42304 files in Training.
23991 files in Testing.

Have a look at the label frequencies



In [7]:

    
fig, axes = plt.subplots(2, 3, figsize=(16,8), sharex=True, sharey=True)
axes[0,0].hist(np.rad2deg(Ptr), bins=32)
axes[1,0].hist(np.rad2deg(Pte), bins=32)
axes[0,1].hist(np.rad2deg(Ttr), bins=32)
axes[1,1].hist(np.rad2deg(Tte), bins=32)
axes[0,2].hist(np.rad2deg(Rtr), bins=32)
axes[1,2].hist(np.rad2deg(Rte), bins=32)
axes[0,0].set_title('Trainset pan angles')
axes[1,0].set_title('Testset pan angles')
axes[0,1].set_title('Trainset tilt angles')
axes[1,1].set_title('Testset tilt angles')
axes[0,2].set_title('Trainset roll angles')
axes[1,2].set_title('Testset roll angles')
axes[0,0].set_xlim(-100, 100)
fig.suptitle('Tosato IHDP/IDIAP', fontsize=20, y=1.01)









    Out[7]:





<matplotlib.text.Text at 0x7f7404403588>

A zoom-in on the training pan range for my talk's slides.



In [8]:

    
fig, ax = plt.subplots(1, 1, figsize=(16,8))
ax.hist(np.rad2deg(Ptr), bins=32)
ax.set_xlim(-100,100)
ax.axes.xaxis.set_major_formatter(mpl.ticker.FuncFormatter(lambda x, p: '{:n}°'.format(x)))
fig.suptitle('Tosato IDIAP Pan', fontsize=20, y=1.0)
lbplt.zoomtext(fig)
lbplt.savefig(fig, 'idiap_pan_hist', transparent=False)

Clearly, either they have been mirrored already, or subsampled in order to have a symmetric distribution. Thus, I won't apply any flipping augmentation here to be on the safe side.

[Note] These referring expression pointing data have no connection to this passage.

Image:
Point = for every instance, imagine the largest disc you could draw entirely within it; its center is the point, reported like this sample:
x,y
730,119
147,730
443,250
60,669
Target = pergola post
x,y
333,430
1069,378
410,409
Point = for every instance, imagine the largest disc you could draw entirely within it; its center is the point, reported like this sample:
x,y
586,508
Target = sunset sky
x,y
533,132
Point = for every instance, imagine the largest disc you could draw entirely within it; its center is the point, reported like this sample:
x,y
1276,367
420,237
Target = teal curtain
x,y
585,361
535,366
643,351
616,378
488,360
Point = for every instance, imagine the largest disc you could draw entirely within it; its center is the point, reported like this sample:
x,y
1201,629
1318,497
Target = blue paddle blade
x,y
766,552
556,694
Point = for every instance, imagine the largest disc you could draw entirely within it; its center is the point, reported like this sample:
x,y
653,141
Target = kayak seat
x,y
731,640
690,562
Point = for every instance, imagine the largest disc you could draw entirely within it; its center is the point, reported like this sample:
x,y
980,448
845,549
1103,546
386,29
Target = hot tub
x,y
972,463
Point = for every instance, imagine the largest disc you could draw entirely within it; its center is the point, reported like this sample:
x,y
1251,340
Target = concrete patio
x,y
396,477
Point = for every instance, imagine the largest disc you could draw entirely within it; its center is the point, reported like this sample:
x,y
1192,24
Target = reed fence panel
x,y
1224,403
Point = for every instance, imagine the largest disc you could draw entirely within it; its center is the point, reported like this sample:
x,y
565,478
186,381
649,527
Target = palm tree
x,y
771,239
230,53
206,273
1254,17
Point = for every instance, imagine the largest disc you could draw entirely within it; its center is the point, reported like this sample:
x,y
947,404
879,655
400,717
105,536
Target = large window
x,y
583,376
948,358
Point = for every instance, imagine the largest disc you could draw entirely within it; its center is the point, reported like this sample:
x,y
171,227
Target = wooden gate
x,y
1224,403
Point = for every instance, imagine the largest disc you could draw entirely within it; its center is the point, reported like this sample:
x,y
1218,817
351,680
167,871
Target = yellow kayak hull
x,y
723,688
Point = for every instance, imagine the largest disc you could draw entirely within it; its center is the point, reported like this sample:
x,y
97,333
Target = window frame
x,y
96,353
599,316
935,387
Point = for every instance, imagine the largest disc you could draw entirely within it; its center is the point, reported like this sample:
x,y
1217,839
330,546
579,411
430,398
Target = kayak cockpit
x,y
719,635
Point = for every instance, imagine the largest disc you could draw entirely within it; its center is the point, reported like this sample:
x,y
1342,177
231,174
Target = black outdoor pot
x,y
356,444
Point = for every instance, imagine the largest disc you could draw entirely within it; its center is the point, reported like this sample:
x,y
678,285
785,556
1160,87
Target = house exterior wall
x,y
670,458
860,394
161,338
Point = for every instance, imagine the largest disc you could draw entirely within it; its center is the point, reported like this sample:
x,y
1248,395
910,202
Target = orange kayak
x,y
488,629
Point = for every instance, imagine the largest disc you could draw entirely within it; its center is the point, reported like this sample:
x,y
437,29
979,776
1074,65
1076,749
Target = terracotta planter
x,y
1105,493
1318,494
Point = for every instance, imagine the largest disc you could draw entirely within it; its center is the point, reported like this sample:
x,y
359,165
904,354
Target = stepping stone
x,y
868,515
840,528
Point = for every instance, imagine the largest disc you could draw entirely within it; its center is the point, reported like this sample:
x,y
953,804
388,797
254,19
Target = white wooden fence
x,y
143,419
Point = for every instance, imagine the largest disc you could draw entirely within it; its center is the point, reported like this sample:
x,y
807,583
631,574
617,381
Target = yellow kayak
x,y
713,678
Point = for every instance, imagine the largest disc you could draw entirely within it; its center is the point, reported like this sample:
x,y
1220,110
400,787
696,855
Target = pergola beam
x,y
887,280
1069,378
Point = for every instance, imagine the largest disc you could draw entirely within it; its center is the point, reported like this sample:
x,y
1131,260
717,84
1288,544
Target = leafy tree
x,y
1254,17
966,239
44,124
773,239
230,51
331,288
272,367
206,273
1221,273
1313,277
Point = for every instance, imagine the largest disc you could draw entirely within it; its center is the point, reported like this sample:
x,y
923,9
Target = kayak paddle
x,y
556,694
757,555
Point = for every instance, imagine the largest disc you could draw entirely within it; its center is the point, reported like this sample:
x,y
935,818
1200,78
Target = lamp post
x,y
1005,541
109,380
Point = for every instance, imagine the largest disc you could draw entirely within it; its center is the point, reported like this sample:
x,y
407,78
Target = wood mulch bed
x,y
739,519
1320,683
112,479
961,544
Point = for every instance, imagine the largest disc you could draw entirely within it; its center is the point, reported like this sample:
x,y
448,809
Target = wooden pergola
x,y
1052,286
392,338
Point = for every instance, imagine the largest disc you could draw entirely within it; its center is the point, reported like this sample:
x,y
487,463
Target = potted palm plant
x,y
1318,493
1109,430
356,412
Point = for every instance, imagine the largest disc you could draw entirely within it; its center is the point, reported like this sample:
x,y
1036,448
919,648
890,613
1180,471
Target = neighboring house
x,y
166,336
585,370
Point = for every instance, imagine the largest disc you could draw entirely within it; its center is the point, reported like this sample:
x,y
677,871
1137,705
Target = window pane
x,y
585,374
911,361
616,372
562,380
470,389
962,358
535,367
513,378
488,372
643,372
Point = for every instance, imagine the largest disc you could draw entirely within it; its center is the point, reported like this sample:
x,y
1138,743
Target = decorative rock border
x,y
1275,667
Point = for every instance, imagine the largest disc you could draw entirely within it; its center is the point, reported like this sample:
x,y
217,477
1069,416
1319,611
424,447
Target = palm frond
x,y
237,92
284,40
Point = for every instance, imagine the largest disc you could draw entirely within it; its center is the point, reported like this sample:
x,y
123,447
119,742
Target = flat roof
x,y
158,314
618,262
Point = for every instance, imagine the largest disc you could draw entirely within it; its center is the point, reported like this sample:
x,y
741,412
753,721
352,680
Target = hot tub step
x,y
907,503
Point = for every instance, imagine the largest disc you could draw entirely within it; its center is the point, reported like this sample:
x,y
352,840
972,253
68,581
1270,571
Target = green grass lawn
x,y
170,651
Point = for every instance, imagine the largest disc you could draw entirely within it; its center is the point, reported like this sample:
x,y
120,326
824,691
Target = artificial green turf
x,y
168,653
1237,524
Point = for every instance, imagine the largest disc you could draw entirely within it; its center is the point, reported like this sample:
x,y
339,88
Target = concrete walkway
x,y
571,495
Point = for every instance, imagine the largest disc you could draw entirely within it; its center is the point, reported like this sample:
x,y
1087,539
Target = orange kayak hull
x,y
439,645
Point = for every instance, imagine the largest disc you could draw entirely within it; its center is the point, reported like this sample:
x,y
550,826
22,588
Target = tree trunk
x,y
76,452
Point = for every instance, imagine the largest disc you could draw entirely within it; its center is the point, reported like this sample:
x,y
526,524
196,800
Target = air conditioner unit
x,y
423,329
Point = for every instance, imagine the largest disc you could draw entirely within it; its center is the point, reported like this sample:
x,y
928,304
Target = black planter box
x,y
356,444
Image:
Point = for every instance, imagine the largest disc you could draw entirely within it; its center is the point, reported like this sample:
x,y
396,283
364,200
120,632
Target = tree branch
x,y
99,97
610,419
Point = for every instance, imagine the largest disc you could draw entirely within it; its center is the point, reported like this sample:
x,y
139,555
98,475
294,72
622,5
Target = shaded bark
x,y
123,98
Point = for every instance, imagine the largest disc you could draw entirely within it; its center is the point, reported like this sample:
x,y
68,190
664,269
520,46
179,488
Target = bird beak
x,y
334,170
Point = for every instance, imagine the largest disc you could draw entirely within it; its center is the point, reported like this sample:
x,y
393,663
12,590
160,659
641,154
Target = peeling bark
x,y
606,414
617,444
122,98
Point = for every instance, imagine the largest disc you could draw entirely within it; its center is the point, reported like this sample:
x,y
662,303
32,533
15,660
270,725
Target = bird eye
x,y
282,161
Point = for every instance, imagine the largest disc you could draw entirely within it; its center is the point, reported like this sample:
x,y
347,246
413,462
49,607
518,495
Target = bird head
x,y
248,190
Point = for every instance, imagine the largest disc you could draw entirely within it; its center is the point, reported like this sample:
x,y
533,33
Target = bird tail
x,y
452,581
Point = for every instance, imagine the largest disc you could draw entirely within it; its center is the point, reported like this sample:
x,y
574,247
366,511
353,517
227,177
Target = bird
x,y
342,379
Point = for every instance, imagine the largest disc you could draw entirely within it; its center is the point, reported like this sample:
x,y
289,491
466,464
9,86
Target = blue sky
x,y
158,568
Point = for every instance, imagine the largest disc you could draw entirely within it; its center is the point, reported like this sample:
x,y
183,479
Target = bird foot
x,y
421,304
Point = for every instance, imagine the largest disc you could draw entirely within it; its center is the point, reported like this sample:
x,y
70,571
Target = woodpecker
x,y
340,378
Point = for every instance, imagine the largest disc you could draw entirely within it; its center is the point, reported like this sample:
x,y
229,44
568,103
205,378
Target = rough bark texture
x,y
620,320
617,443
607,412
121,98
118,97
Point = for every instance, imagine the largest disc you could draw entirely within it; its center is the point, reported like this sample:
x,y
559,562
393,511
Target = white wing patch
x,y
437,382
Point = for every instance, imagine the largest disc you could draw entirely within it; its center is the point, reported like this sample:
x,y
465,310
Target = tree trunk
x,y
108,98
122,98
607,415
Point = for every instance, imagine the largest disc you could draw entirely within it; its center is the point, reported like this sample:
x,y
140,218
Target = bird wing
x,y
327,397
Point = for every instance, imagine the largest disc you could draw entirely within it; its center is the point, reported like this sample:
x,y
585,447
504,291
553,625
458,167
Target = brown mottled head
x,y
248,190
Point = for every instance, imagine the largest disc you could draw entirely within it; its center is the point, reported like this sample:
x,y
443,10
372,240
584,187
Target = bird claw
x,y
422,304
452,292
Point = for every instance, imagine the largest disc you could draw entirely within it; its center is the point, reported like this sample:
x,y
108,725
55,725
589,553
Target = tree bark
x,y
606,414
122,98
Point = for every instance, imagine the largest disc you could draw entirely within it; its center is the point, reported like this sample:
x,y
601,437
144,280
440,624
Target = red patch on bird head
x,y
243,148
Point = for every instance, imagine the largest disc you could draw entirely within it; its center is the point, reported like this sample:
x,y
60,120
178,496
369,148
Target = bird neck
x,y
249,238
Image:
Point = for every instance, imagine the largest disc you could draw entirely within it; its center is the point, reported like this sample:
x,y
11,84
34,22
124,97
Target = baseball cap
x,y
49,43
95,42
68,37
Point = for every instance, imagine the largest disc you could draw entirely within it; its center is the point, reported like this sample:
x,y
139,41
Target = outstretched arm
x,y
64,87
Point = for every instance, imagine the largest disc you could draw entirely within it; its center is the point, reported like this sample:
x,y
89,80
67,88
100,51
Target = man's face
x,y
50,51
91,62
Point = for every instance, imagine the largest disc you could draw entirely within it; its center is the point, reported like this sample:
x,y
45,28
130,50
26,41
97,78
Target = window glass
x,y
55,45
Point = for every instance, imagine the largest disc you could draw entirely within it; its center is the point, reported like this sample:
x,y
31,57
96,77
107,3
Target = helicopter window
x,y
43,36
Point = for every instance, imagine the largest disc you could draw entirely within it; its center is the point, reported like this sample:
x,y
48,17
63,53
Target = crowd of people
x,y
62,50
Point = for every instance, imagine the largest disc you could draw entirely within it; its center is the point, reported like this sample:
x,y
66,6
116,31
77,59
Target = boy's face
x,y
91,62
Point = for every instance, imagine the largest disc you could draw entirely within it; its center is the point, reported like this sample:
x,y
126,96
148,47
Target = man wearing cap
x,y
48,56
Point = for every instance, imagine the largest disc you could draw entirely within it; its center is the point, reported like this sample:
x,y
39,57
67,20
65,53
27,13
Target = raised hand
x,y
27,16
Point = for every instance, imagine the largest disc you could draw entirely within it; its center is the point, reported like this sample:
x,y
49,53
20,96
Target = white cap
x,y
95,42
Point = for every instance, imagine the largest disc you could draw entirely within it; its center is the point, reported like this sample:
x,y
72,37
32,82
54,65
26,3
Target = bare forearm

A closer look at the covered angle ranges



In [9]:

    
def minmax(x): return np.min(x), np.max(x)
rangefmt = '[{:7.2f}°,{:6.2f}°]'

lbu.printnow('Training: Pan range: '+rangefmt+', Tilt range: '+rangefmt+', Roll range: '+rangefmt,
    *minmax(np.rad2deg(Ptr)) + minmax(np.rad2deg(Ttr)) + minmax(np.rad2deg(Rtr))
)
lbu.printnow('Testing:  Pan range: '+rangefmt+', Tilt range: '+rangefmt+', Roll range: '+rangefmt,
    *minmax(np.rad2deg(Pte)) + minmax(np.rad2deg(Tte)) + minmax(np.rad2deg(Rte))
)









    



Training: Pan range: [-100.87°,100.87°], Tilt range: [ -72.60°, 22.82°], Roll range: [ -46.03°, 65.34°]
Testing:  Pan range: [ -76.86°, 59.15°], Tilt range: [ -69.71°, 14.59°], Roll range: [ -26.37°, 39.32°]



In [10]:

    
def inrange(y, lim, name):
    lbu.printnow('{:.2%} of {} in [-{lim:n}°, {lim:n}°]', np.mean((-lim < y) & (y < lim)), name, lim=round(np.rad2deg(lim)))
def inrange2(y, lim1, lim2, name):
    lbu.printnow('{:.2%} of {} in [{:n}°, {:n}°]', np.mean((lim1 < y) & (y < lim2)), name, round(np.rad2deg(lim1)), round(np.rad2deg(lim2)))



In [11]:

    
inrange(Ptr, np.deg2rad(60), 'pan')









    



93.92% of pan in [-60°, 60°]



In [12]:

    
inrange(Ptr, np.deg2rad(56), 'pan')









    



90.46% of pan in [-56°, 56°]



In [13]:

    
inrange2(Ttr, np.deg2rad(-60), np.deg2rad(15), 'tilt')









    



99.03% of tilt in [-60°, 15°]



In [14]:

    
inrange2(Ttr, np.deg2rad(-30), np.deg2rad(10), 'tilt')









    



90.67% of tilt in [-30°, 10°]



In [15]:

    
inrange2(Rtr, np.deg2rad(-30), np.deg2rad(30), 'roll')









    



98.59% of roll in [-30°, 30°]



In [16]:

    
inrange2(Rtr, -0.2, 0.5, 'roll')









    



92.04% of roll in [-11°, 29°]

Shopping Full



In [17]:

    
def extract_vector(arr, col, dtype=np.float32):
    N = len(arr)
    vec = np.empty(N, dtype=dtype)  # NOTE: DO NOT TRUST AUTO DTYPE EXTRACTION!
    for i in range(N):
        vec[i] = arr[i][col][0,0]
    return vec

def read_tosato_shopping(folder):
    mat = spio.loadmat(pjoin(folder, 'or_label.mat'))
    
    def loadall(traintest):
        gaze = extract_vector(mat['or_label_' + traintest][0], 0)
        xc = extract_vector(mat['or_label_' + traintest][0], 1)
        yc = extract_vector(mat['or_label_' + traintest][0], 2)
        size = extract_vector(mat['or_label_' + traintest][0], 3)
        return gaze, xc, yc, size

    return loadall('train'), loadall('test')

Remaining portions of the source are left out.